We Know Each Other By Heart

Tag: god

  • Letting Go, Trusting Grace

    Three weeks after the surgery, we now know more. The growth was superficial — for that, I give thanks. But it was high-grade, and that word brings its own weight.

    The doctors gave us options: another surgery soon to clear anything left behind, or wait three months and see if it returns.

    I’ve chosen to wait.

    It was not an easy decision. On one hand, the tumour demands swift action. On the other, the dementia quietly worsens with each disruption. The first surgery already pushed his memory further from reach and the days after were harder than I let on. Another procedure so soon could unravel even more. And I can’t put him through that. Not when the risk is still only a “maybe.”

    I found myself weighing one urgency against another — and wondering, what would we rather hold on to? The answer wasn’t simple. Both paths carry risk. Both feel unfinished. But we’ve done what we could. The growth is out. We took the right steps, asked the questions, listened closely. And now, I place what remains in God’s hands.

    There comes a moment when we must step back — not in surrender, but in reverence — and allow an opportunity for God’s grace to enter and do the rest.

    I believe He already knows the road ahead. I’ve always asked for the wisdom to choose well, and now I ask for grace — grace to live with this choice, and peace to accept whatever it brings.

    I’m not asking for miracles. Just strength. Just enough light for the next step. I want to preserve what we still have — the moments still within our reach — rather than chase after certainty and lose more of him in the process.

    I trust that God will give us what we need, when we need it.

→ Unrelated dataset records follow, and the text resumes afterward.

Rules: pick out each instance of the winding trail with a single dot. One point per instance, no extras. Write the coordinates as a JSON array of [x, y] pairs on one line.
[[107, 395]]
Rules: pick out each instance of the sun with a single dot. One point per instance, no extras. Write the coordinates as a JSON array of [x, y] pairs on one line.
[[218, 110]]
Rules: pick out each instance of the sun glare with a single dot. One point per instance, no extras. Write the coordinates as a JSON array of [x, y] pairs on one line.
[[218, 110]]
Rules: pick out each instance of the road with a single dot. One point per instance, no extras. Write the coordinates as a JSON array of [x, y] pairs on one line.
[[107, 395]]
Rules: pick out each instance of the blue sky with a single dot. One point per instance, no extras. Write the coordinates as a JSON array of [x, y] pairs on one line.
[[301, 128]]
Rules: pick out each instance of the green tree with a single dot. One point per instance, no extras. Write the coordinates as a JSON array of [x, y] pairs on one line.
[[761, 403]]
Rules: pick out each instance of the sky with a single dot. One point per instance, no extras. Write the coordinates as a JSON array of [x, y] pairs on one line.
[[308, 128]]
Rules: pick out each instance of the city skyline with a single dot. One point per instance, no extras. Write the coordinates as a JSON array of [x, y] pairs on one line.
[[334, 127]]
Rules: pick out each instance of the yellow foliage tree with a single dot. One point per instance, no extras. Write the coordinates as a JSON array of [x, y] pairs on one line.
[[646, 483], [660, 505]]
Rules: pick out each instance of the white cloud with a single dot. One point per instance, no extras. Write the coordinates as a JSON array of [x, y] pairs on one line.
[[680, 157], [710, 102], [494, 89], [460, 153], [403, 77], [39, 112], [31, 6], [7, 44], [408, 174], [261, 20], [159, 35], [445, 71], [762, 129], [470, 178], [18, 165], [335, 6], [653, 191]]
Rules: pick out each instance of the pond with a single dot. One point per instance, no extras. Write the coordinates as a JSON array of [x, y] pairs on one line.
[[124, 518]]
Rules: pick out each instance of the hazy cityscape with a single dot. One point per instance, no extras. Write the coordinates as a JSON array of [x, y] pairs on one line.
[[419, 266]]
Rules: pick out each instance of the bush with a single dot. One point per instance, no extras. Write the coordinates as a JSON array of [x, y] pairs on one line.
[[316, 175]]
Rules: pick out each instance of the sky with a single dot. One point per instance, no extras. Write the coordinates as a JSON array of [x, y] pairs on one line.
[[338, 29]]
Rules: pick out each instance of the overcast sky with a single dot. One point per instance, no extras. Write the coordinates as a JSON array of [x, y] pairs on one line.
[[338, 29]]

    And for now, that is enough.

  • Faith Carries Me Through

    There are days when simply making it to nightfall feels like a quiet triumph. Days when I find myself at the edge of exhaustion—worn down by the constant demands of caring for my husband whose world is slowly unravelling. As his dementia deepens, so too do the challenges. And yet, in the quietest, most difficult moments, the vows I once spoke— for better or worse, in sickness and in health — don’t fade into memory. They rise within me, steady and clear, asking to be lived out once more.

    I don’t always have the strength. Truthfully, there are moments I want to stop, to step away from the weight of it all. But I never truly can, because something greater keeps lifting me.

    That something is God. It is not my own willpower that keeps me going—it is grace. God meets me at the edge of my endurance and gently carries me further. When I’m overwhelmed and feel as though I can’t take another step, He becomes my strength. When I am lost in the fog of weariness and worry, He reminds me that I am not walking alone.

    I’ve always known, deep down, that I’m not here just for myself. That life was never meant to be lived only inward. Love — especially the kind that stays through hardship — asks me to give, to bend, to hold on. It’s not about grand gestures. It’s in the quiet, daily choosing to show up. And sometimes, when I’m sitting with the weight of it all, I think of that verse—”Greater love has no one than this: to lay down one’s life for a friend.” Not as something I strive for, but as something I’ve come to live in my own quiet way.

    These vows I honour are no longer just about marriage—they have become a sacred calling. Each day I choose to love, not out of obligation, but because of the grace I receive. I cry, I stumble, I grow tired. But then something quiet rises within me again: a stillness, a strength, a whisper from God that says, “You are not alone.”

    And so I carry on. Not because I always feel strong. But because I believe—deeply, humbly—that God walks with me. He holds me up when I can no longer stand. God is beside me, every step of the way.